За исторической сменою слов, каждый раз — по видимости — все более грубых, кроется ведь не простое желание себя показать, снагличать, выделиться. Представление о том, что говорится, образ речи каждый раз «освежается», обновляясь в своих признаках; незаметно для себя простым восприятием нового образа человек старается понять истинную ценность слова. Образ движется и живет, наполняясь все новыми оттенками, обогащая новыми признаками уже не значение слова, а само понятие, скрытое в словах одного ряда.

Кушать — хватать куски; чем это лучше, чем жрать? Но когда кушать было еще грубым, жрать выступало высоким книжным словом, пришедшим из славянского языка, означало оно приносить жертву богам, т. е. пожирать… и жрец с ним в родстве. Чем не высокий стиль?

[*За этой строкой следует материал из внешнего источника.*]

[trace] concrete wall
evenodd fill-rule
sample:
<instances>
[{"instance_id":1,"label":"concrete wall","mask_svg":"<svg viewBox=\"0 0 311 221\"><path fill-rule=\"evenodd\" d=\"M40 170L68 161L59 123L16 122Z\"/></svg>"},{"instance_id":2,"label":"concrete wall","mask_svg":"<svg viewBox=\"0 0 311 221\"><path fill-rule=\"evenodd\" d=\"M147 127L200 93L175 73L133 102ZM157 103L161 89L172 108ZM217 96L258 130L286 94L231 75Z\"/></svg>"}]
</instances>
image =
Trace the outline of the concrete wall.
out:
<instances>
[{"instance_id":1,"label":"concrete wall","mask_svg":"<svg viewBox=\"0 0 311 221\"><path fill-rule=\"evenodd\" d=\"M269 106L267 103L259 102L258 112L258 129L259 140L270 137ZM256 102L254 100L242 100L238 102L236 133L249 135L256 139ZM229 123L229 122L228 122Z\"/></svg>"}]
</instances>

Грубо и орать? Как знать, а может быть, вопить и того грубее? Ведь если последовать совету Асеева и каждый раз «освежать» в поэтической строке словесный образ, пред нами предстанет совершенно обратная картина. Орать — трудовое слово, это крик на пашне, на рабочую лошадь, на орь, которая тяжелой сохой проворачивает неподатливый суглинок; вопить же — слово священнодействия, потому что в ужасе вопили на требище, поминая языческого бога. Воплем пугались, ором — пугали, а в этом, согласитесь, есть какая-то разница.

Такой круговорот близких словесных образов и есть настоящее, а не надуманное, «освежение» смысла слова. Обносилось слово — на смену приходит новое, что таилось в запасниках словаря, подключается к устаревающему, наполняя его новым значением, но тут же и снимая с него налет исключительности и единственности. Каждый раз, когда возражаем мы против образной грубости новых слов, мы ограничиваем себя узким кругом отстоявшихся слов-понятий, без красок словесных, без движения смыслов в тех самых словах, которые предпочли мы из многих как слова литературные.

«Ужас страшно!»

Крайним пределом эмоции в речи стали грамматически неопределенные слова, которые выражают высшую степень удивления, впечатления. Это и страх, и страсть, и ужас одновременно.

По виду они имена существительные, по значению наречия, по стилю верх выразительности, по правилам употребления в речи — совершенные анархисты, не признают никаких законов. Нормальные наречия относятся к глагольным словам: быстро идти, быстро идущий, быстро идя. Эти же ни с чем не считаются. Приходилось слышать даже такое: «Ужас большой!» — о слоне, а не об ужасе.

Не только степени действия, но и степени признака можно передать с помощью этих пугающих слов: «Ужас какой!», «Ужас как» да еще и «Ужасно слышать», «Ужасный крик» и т. д.

Их осудили, эти слова, с ними боролись, но ничего не помогло. Бьются где-то в глубинах языка и неуклонно, из поколения в поколение, вот уже двести лет, выражают собою непосредственно в разговоре возникшую эмоцию, почти равные «ах!» да «ох!».

Чем в большем почете у нас современное понятие, выраженное в точном и холодном термине, всегда однозначном, тем обнаженней проявляются эмоции, которые по контрасту выражают непосредственное душевное движение говорящего. И обозначается при этом не просто признак, а признак другого признака, случайный, неуловимый, возникающий именно в этот момент.

Слова для выражения «признака признака» постоянно обновлялись: каждое поколение предпочитало свой собственный знак восторга, отвергая все прочие. Окрашенные эмоцией слова всегда мимолетны.

В XVII веке сказали бы просто: «Очень рад». Затем его сменило выражение «Сильно рад», наконец появились уже знакомые нам «Ужасно рад» или «Страшно рад».